On a recent week the Coffee Shop celebrated Oktoberfest with navy bean soup or German potato salad followed by a choice of wurst in beer sauce with potato pancakes and sauerkraut; chicken cutlet ala Holstein, Savoyarde potatoes and braised red cabbage; or shrimps in beer batter with rice pilaf and buttered peas. Dessert was Black Forest cake, chocolate genoise or raisin rice pudding. Cost: $8. And no tax because it's a state school.

On Tuesdays and Thursdays second year students, offer "Fine Dining."

A recent week's menu: For an appetizer, a choice of crisp brie baby greens with a lilikoi vinaigrette and toasted macadamia nuts, or steamed New Zealand green mussels with a red coconut curry sauce. Entree choices were Chinese-style osso bucco with black-bean gremolata and ginger mashed potatoes, or sauteed salmon over straw and hay pasta with shrimp and pancetta sauce. Dessert was macadamia-nut praline cheesecake with Kahlua Kona coffee creme anglaise, or cherries jubilee over vanilla ice cream, flambeed tableside. Cost: $12.50. Really.

"The price pays for the food. The labor, of course, is free," said Eilers.

There are 56 students enrolled in the program, and 40 on a waiting list.

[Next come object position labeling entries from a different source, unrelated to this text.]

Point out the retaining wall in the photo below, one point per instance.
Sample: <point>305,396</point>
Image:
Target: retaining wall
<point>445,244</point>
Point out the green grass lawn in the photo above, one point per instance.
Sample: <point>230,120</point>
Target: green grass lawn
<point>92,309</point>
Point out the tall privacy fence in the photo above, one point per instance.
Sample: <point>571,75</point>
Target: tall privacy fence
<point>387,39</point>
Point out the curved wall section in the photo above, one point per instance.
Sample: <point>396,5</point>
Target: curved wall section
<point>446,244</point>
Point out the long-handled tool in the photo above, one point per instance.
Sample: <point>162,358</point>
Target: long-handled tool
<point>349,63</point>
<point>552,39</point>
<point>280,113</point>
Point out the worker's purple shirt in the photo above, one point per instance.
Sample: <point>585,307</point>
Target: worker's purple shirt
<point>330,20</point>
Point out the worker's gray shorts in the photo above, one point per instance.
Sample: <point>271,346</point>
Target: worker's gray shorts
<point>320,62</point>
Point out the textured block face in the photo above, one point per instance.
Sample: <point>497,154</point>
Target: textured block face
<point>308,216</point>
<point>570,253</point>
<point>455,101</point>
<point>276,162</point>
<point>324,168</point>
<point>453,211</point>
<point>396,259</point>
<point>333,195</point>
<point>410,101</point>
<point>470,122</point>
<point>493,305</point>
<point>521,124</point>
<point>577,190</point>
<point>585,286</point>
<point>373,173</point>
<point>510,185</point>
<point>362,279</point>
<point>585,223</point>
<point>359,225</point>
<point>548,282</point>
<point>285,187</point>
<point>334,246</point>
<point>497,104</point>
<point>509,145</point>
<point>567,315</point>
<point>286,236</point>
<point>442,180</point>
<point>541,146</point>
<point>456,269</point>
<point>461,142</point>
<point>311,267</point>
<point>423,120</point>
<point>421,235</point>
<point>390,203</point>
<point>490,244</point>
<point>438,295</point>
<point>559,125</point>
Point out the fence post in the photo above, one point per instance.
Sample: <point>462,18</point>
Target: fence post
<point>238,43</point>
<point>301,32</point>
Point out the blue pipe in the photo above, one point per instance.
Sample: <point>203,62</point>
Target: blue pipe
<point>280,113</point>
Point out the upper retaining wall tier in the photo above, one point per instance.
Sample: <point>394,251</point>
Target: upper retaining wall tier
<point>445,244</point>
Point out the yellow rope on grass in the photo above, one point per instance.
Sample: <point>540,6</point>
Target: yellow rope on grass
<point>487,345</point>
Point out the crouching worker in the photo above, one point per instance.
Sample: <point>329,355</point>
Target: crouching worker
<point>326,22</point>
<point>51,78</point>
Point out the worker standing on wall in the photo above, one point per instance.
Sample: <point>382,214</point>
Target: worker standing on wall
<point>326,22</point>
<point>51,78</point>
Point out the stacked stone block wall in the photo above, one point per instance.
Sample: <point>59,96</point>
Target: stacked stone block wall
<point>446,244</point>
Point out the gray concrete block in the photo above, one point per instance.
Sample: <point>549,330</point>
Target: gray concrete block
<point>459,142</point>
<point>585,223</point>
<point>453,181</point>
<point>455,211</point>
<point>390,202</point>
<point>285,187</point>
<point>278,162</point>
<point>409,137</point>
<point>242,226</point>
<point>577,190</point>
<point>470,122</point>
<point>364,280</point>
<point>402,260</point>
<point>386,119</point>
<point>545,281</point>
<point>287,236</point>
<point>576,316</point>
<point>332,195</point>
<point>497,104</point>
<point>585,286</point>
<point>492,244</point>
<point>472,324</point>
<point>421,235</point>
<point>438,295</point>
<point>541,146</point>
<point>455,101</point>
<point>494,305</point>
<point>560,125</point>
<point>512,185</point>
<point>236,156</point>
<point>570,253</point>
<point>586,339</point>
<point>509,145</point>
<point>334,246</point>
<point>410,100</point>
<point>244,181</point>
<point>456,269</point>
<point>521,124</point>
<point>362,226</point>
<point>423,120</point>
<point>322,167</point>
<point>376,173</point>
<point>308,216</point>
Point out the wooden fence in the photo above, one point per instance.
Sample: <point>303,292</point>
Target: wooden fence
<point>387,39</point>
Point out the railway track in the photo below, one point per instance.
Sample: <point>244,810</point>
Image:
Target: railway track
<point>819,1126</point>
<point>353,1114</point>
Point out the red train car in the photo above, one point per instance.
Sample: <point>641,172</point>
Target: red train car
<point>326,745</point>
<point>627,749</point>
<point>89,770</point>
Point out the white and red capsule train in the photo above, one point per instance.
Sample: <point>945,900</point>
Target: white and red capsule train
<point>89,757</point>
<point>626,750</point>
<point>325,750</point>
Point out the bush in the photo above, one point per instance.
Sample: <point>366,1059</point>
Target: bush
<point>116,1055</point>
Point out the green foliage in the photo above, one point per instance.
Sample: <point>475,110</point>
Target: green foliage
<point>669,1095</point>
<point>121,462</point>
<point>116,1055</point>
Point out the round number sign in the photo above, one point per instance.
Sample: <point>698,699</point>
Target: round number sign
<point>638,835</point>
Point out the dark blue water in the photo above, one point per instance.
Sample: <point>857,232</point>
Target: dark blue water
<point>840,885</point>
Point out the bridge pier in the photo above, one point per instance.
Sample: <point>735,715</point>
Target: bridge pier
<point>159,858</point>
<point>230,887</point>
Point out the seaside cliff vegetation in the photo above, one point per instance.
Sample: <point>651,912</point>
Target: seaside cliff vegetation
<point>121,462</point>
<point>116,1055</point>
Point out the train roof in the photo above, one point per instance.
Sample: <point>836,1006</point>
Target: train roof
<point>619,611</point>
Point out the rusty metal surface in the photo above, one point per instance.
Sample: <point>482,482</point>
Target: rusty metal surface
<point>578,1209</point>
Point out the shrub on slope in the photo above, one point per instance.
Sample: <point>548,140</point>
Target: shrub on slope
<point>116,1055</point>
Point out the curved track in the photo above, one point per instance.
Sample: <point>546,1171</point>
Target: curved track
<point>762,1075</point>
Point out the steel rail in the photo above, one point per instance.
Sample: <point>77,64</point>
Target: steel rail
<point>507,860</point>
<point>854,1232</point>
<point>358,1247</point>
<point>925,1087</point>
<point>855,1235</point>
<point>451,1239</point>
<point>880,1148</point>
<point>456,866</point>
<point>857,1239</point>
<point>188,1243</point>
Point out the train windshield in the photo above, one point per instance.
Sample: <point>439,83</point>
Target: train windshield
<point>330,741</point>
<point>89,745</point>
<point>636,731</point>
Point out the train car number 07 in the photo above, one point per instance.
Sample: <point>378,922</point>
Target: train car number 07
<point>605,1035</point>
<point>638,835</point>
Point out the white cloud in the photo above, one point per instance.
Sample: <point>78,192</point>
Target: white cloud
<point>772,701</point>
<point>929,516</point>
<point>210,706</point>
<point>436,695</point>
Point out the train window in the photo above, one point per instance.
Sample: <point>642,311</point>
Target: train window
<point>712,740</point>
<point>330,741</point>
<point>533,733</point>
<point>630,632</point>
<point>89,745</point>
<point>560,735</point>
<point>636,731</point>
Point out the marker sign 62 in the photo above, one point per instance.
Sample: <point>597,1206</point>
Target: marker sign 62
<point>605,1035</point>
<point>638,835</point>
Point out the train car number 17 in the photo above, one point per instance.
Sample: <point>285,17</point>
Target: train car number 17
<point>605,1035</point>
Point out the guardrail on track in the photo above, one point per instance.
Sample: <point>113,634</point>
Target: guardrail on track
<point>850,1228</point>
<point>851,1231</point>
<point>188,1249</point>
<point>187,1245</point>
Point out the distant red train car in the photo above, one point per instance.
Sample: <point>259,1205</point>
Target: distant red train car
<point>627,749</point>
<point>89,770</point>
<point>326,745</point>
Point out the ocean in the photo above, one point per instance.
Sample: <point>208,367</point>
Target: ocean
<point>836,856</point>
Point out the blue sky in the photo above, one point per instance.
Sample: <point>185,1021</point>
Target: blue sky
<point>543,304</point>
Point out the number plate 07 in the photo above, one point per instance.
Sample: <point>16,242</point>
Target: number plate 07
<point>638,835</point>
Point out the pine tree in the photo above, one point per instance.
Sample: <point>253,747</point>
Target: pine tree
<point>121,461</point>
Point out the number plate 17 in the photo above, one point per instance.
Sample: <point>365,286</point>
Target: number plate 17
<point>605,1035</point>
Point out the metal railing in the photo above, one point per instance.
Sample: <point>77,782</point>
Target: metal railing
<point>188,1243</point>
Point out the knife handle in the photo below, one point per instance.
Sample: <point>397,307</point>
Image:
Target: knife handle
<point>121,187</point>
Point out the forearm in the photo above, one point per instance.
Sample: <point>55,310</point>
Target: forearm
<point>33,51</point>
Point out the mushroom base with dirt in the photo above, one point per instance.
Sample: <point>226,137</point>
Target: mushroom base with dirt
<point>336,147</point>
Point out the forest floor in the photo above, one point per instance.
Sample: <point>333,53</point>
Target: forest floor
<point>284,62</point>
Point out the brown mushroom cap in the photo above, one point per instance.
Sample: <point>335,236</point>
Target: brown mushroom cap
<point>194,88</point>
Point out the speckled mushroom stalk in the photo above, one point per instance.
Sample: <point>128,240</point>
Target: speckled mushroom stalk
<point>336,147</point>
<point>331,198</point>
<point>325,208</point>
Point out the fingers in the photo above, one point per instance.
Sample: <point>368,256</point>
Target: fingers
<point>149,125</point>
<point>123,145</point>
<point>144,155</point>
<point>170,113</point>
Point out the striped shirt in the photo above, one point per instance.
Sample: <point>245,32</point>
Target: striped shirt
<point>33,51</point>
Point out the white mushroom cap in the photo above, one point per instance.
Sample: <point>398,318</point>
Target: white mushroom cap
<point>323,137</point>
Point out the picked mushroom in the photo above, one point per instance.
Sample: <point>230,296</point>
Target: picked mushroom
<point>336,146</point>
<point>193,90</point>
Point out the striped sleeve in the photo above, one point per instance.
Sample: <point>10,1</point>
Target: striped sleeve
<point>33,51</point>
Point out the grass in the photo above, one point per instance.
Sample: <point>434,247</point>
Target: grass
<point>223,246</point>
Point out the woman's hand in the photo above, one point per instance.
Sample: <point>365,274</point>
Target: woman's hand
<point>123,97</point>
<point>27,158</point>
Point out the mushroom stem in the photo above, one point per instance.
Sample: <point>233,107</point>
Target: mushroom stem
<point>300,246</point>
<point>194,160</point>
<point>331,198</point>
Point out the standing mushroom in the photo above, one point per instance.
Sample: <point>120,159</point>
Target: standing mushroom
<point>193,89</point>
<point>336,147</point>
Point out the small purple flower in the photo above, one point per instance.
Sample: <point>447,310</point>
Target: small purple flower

Is there a demand in Hawaii for chefs?

"Any of these kids can go to Honolulu today and be working by sundown," Eilers said.

The students not only prepare and serve the meals (being a server is the best job because you get to eat the food beforehand so you can describe it to customers), they also run the adjoining cafeteria used by the college students.

Assignments rotate daily.

All of this goes on under the tutelage of Assistant Professor (and former executive chef) Clarence Nishi, who 10 years ago took a bare-bones one-year course and turned it into a two-year, degree-producing program that's a must-see stop on every campus tour.

Nishi himself didn't start out to be a chef. A Honolulu native, he spent three years studying engineering at Colorado University, when he figured out he was having a lot more fun working as a cook in Estes Park, Colo., during summer breaks.

Later, when he was a professional chef, he realized he liked the teaching part of the job as much as the cooking. And he likes people as much as he likes food.

"The chefs at all of the island's good restaurants call us first when they need someone," he said. "But we're also training cooks who will be more comfortable working in a mom-and-pop restaurant. These are country kids."

That thing about getting up in front of the customers and announcing what you prepared is very much Nishi's doing and it's rehearsed every day before the customers come. "You can't be shy in this business. You have to be able to speak to people."

Nishi meets regularly with the executive chefs on the island and much of the course reflects their input. "The most important thing to them is to have employees who show up on time in uniform and ready to cook. We spend a lot of time on self-discipline."

Which is not to say this is a dreary group. The kitchen at the community college is one of the happiest, friendliest places on the island.

"The English teachers keep complaining our students are out of control but English teachers are pretty stodgy," Eilers said. "Cooks traditionally are party people and that's part of our program, too."